Couple of interesting items related to Interop with Java and Office docs.


1st, MSDN article on saving MS-Word into XSL-FOOleg commented on it very favorably. In essence, you can use MS-Word as an XSL-FO designer. That’s a huge step forward.


2nd, an old, but new to me, article on using Java to generate WordProcessingML.  I picked this up from John R. Durant, which I found while surfing my new favorite XML-related page… which is…


3rd, TopXml’s blog aggregator.  High signal-to-noise ratio there.


So. what does it all mean?  Well, item 2 stands on its own.  That’s a nice capability.   In any Java app, you can generate a document that conforms to the published XML schema for MS-Office docs, produce Office docs (reports, memos, whatever), and then ship them via a webservice to a client, where they can be consumed – printed, viewed, whatever. In this scenario, there is no use of Office on the server side.  It’s Just XML, so it could be done on any any modern platform.  [ Do mainframes speak XML?  Can I write a CICS TP that generates an XML document?  Hmm, I don’t think I would want to do that. . . ]


2ndly, combining item 1 and 2 means that, if I for some reason don’t want to use WordML, I could run the output through the RenderX XSL sheet mentioned in item 1, and generate an XSL-FO doc. 


There is a license for the WordProcessingML stuff, but it is available free of charge.  I don’t know the license for the RenderX stylesheet but it is available for download at the MSDN article in question.   Cool possibilities. . . 


Ok, sure you could have been using Apache FOP as well, but … it is really a pain to design XSL-FO docs manually, or programmatically starting from nothing.  This combo allows you to use Word as the visual forms designer during development, then at runtime, use any XML-aware platform (like Java) to fill in blanks in the XML template foc, and transform to XSL-FO.  This is a big step forward.


 

Comments (8)

  1. Is it really possible to use any Java application to dynamically generate MS-Word files, complete with graphics, tables, text styles, fonts, and more? Yes, quite possible. And Would you believe? – it’s easy too!

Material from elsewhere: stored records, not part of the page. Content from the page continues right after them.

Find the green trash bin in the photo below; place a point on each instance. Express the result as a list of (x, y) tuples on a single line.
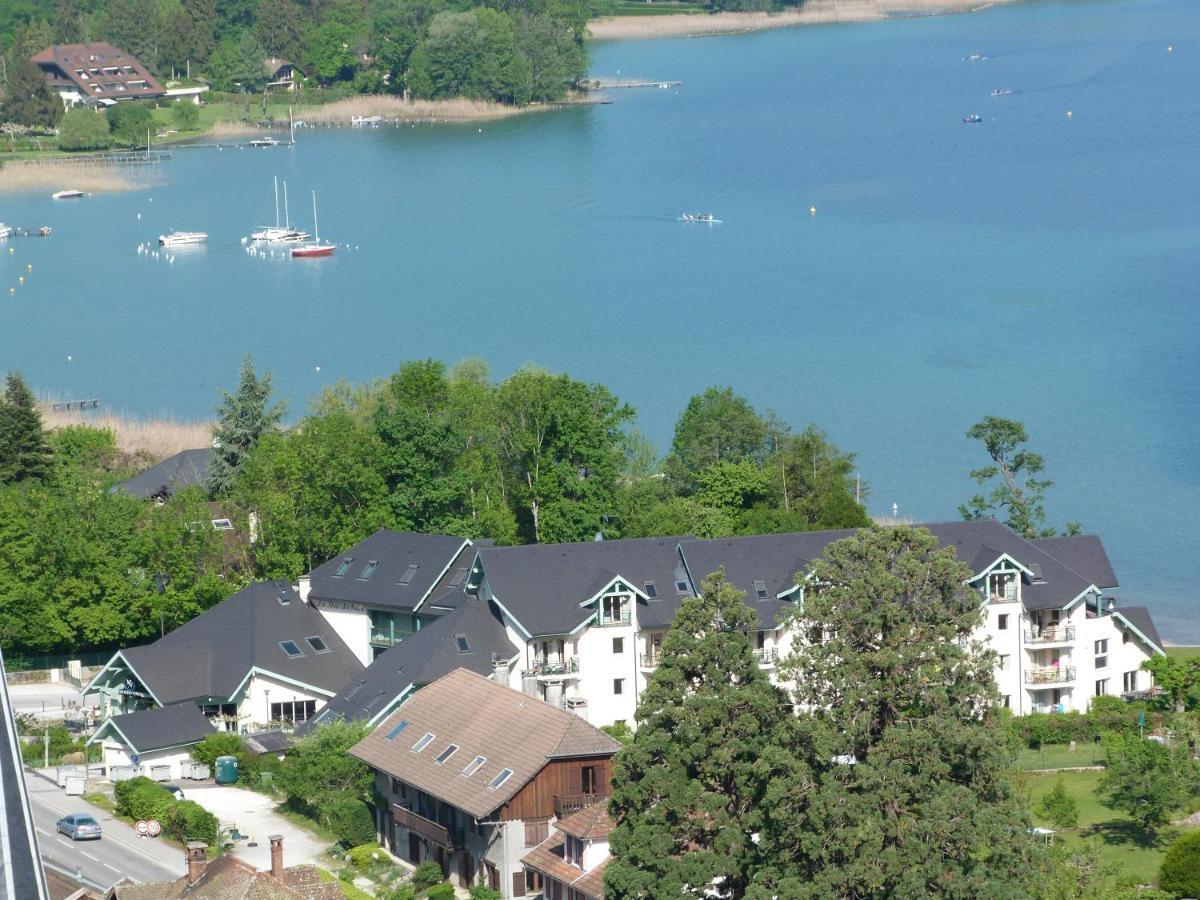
[(227, 769)]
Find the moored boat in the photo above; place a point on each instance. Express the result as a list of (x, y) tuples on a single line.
[(179, 239)]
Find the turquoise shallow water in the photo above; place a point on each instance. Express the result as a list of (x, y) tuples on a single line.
[(1036, 265)]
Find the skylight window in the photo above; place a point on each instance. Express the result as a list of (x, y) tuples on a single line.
[(501, 778), (318, 645)]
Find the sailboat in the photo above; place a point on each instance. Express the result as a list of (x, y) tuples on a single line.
[(313, 247), (277, 233)]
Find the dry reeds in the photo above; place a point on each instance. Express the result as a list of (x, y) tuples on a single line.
[(94, 177), (399, 109), (156, 438)]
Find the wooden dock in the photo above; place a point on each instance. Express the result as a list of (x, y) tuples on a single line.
[(75, 405)]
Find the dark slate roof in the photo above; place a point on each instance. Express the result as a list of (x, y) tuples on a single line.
[(391, 583), (1139, 617), (19, 857), (184, 469), (543, 585), (210, 655), (424, 658), (1083, 553), (175, 725), (774, 559)]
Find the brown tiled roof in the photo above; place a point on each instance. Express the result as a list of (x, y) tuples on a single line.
[(547, 858), (508, 729), (591, 823), (229, 879)]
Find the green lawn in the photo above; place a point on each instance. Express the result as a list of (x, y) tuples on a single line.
[(1138, 851), (1059, 756)]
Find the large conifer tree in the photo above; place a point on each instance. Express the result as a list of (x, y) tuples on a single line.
[(911, 796), (688, 789), (23, 449)]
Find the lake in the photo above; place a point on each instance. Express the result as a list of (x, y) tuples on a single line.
[(1041, 264)]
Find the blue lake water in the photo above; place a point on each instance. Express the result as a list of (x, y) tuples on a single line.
[(1035, 265)]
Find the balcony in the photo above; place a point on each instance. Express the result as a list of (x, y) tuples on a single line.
[(1049, 635), (767, 658), (1050, 675), (556, 670), (426, 828), (567, 804)]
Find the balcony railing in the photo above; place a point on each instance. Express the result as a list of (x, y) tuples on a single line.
[(567, 804), (568, 665), (1054, 634), (426, 827), (1050, 675)]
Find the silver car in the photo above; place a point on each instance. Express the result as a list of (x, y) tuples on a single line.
[(79, 827)]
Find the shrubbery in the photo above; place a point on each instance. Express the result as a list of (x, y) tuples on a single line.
[(1180, 873)]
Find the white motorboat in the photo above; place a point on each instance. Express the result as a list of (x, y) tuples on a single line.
[(181, 239)]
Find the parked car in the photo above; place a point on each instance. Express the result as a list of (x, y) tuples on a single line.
[(79, 827)]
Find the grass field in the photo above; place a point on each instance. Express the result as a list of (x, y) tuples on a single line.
[(1138, 851)]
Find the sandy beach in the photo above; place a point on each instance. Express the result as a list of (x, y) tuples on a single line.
[(814, 12)]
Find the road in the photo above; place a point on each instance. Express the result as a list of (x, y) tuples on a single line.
[(120, 852)]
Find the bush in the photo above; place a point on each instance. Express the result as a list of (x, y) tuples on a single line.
[(1180, 873), (427, 873), (84, 130), (223, 743), (353, 823), (189, 821)]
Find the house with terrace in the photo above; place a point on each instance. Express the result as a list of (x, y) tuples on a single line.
[(378, 592), (475, 773), (261, 657)]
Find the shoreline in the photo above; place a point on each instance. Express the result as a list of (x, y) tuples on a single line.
[(814, 12)]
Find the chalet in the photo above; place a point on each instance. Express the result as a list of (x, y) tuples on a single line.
[(474, 774), (570, 863), (96, 73), (261, 657), (281, 75), (381, 591)]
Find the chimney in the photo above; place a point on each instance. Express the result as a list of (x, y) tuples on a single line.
[(197, 855), (276, 855)]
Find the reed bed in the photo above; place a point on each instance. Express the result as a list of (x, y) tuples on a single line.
[(399, 109), (94, 177), (156, 438)]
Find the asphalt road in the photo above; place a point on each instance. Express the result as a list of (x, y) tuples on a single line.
[(119, 852)]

  2. In the past I’ve posted some articles [ 1 , 2 ] about generating Office 2003 documents from a server-side

  3. Is it really possible to use any Java application to dynamically generate MS-Word files, complete with graphics, tables, text styles, fonts, and more? Yes, quite possible. And Would you believe? – it’s easy too!

  4. Tapan says:

    Firstly great article.

    Is there any way i can verify that this is a MS word document(.docx), what would be the name of the .xml file i am to look into to get this information(i assume this information would be a schema element defined in one of the .xml files).I need to verify it is in the correct format.

    Thanks

    Tapan

  5. DotNetInterop says:

    Tapan – there are two different formats being discussed here.  First, the .docx file format is a zip file, with a particular, well-defined internal structure.  The .xml file I spoke of in this posting is different – it is the WordML format which pre-dated .docx by at least 2 years.

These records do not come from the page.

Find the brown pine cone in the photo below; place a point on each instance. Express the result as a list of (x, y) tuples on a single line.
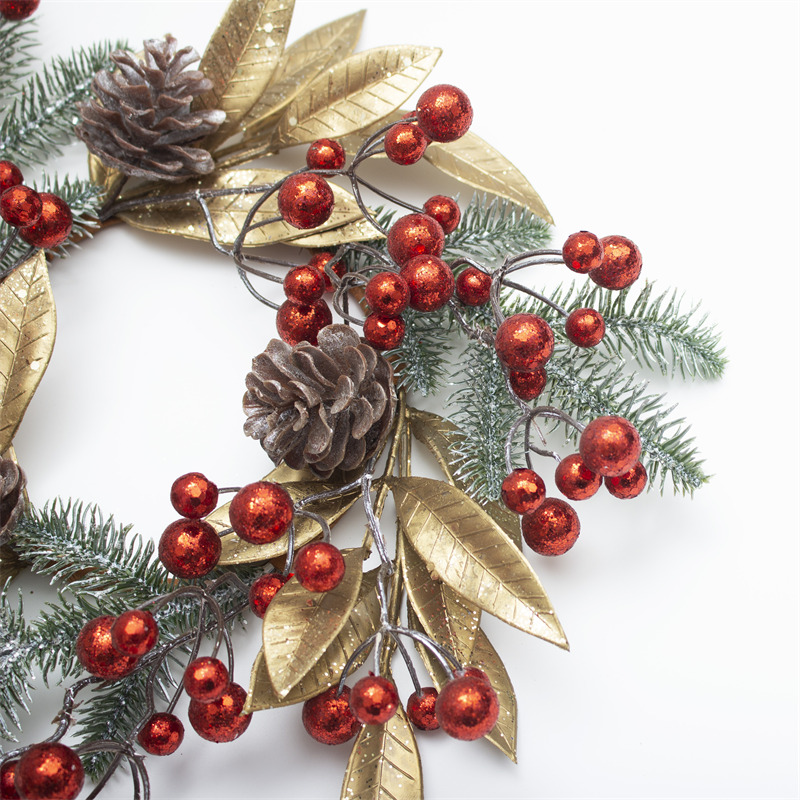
[(141, 120), (325, 407)]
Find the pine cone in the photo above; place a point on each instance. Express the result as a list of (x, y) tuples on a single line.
[(142, 120), (325, 407)]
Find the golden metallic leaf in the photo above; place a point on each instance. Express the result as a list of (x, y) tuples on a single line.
[(229, 212), (27, 336), (439, 435), (360, 625), (384, 763), (476, 163), (355, 93), (299, 625), (472, 554)]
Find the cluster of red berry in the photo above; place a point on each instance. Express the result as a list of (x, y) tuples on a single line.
[(43, 219)]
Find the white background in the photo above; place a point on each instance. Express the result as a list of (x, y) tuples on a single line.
[(673, 123)]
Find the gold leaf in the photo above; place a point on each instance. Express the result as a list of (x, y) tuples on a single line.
[(355, 93), (472, 554), (27, 335), (360, 625), (300, 625), (229, 212), (476, 163), (439, 435), (384, 763)]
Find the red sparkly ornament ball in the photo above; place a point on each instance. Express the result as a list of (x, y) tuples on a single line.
[(467, 708), (328, 717), (630, 484), (473, 286), (222, 719), (161, 735), (444, 113), (524, 342), (405, 143), (298, 322), (522, 490), (528, 385), (414, 235), (49, 771), (261, 512), (585, 327), (551, 529), (622, 263), (575, 480), (97, 654), (193, 495), (305, 200), (421, 708), (374, 700), (610, 446), (205, 679), (263, 590), (53, 226), (189, 548), (430, 282), (582, 252), (384, 333), (20, 206), (134, 633), (325, 154), (444, 210), (319, 567)]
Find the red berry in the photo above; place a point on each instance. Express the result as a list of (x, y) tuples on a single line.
[(134, 633), (325, 154), (193, 495), (384, 333), (261, 512), (551, 529), (414, 235), (189, 548), (374, 700), (161, 735), (473, 286), (305, 200), (430, 282), (444, 113), (20, 206), (319, 567)]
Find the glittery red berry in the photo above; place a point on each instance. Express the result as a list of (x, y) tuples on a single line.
[(319, 567), (473, 286), (384, 333), (524, 342), (551, 529), (261, 512), (582, 252), (189, 548), (297, 322), (414, 235), (325, 154), (467, 708), (96, 653), (328, 717), (374, 700), (193, 495), (430, 282), (405, 143), (134, 633), (161, 735), (444, 113), (444, 210), (305, 200)]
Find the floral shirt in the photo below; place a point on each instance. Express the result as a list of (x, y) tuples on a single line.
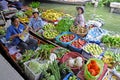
[(79, 20)]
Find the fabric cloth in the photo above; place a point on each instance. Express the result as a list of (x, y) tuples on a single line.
[(4, 5), (79, 20), (12, 30)]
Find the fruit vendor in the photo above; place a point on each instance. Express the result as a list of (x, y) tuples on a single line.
[(15, 31), (36, 23), (17, 4), (3, 5), (79, 20)]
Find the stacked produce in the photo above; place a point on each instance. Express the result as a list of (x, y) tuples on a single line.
[(78, 43), (64, 24), (95, 34), (93, 69), (111, 41), (49, 26), (37, 67), (45, 51), (2, 30), (55, 71), (73, 78), (23, 18), (75, 62), (28, 55), (67, 37), (50, 32), (112, 58), (93, 49), (51, 15), (59, 51), (34, 4), (81, 31)]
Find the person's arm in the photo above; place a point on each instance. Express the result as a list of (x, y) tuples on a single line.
[(30, 25), (76, 21), (9, 35), (82, 20)]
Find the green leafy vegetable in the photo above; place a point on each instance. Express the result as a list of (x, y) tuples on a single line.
[(64, 24)]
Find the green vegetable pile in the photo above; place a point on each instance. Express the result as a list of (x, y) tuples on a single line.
[(64, 24), (35, 4), (45, 51), (50, 34), (111, 41), (55, 71), (112, 56), (49, 26), (73, 77), (60, 52), (29, 54), (94, 49), (37, 67)]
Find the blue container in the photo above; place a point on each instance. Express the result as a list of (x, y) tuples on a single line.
[(67, 76), (65, 44)]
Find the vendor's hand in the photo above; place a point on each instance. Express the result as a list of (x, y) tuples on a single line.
[(37, 29), (19, 35)]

    This particular post talks about how to format an .xml WordML document.  This particular post does not talk about how to produce a .docx from Java.  That is also possible, and is something I considered writing some example code for, it is not something covered here.

    Now, your question has to do with querying and validating a .docx file, which is another thing entirely.

    I’d suggest you look elsewhere for that. There is a System.Packaging namespace in the .NET base class library as of .NET 3.0 – it will help you if you are using .NET.  If you are using Java, you will have to roll your own, I think.

  6. Pavan says:

    Hi,

     I want to know how can convert WordXML to XSL FO by my own XSLT script? I mean is there any parser which can convert WordXML to XSL FO using custom XSLT ?

    – Pavan

  7. Anonymous says:

    I would like to know if one can import existing XSL-FO stylesheets into Microsoft Word and do the design changes without affecting the data set binding??